L'Heure Musicale virtuelle du 30 octobre

 Samedi 30 octobre 2021

UN AUTRE BACH

Christoph GRAUPNER 1683 – 1760

En bleu adorable fleurit
Le toit de métal du clocher. Alentour
Plane un cri d’hirondelles, autour
S’étend le bleu le plus touchant. Le soleil
Au-dessus va très haut et colore la tôle,
Mais silencieuse, là-haut, dans le vent,
Chante la girouette.
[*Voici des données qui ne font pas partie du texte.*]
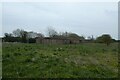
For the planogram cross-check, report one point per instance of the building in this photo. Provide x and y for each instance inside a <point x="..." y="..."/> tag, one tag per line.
<point x="57" y="40"/>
Que quelqu’
Un au-dessous de la cloche, descende les degrés, alors
Le silence sera une vie ; car,
Lorsqu’une figure à ce point se détache, la
Forme aussitôt ressort, de l’homme.
Les fenêtres, d’où les cloches tintent, sont
Comme des portes, par vertu de leur beauté. Oui,
Les portes encore étant de la nature, elles
Sont à l’image des arbres de la forêt. Mais la pureté
Est, elle, beauté aussi.
Du départ, au-dedans, naît un Esprit sévère.
Si simples, sont les images, si saintes,
Que parfois on a peur, à la vérité,

Elles, ici, de les décrire. Mais les Célestes,
Eux-mêmes bienfaisants, du tout, comme riches,
Ont telle retenue, et la joie. L’homme
En cela peut les imiter.
Un homme, quand la vie n’est que fatigue, un homme
Peut-il regarder en haut, et dire : tel
Aussi voudrais-je être ? Oui. Tant que dans son cœur
Dure la bienveillance, toujours pure,
L’homme peut avec le Divin se mesurer
Non sans bonheur. Dieu est-il inconnu ?
Est-il, comme le ciel, évident ? Je le croirais
Plutôt. Telle est la mesure de l’homme.
Riche en mérites, mais poétiquement toujours,
Sur terre habite l’homme. Mais l’ombre
De la nuit avec les étoiles n’est pas plus pure,
Si j’ose le dire, que
L’homme, qu’il faut appeler une image de Dieu.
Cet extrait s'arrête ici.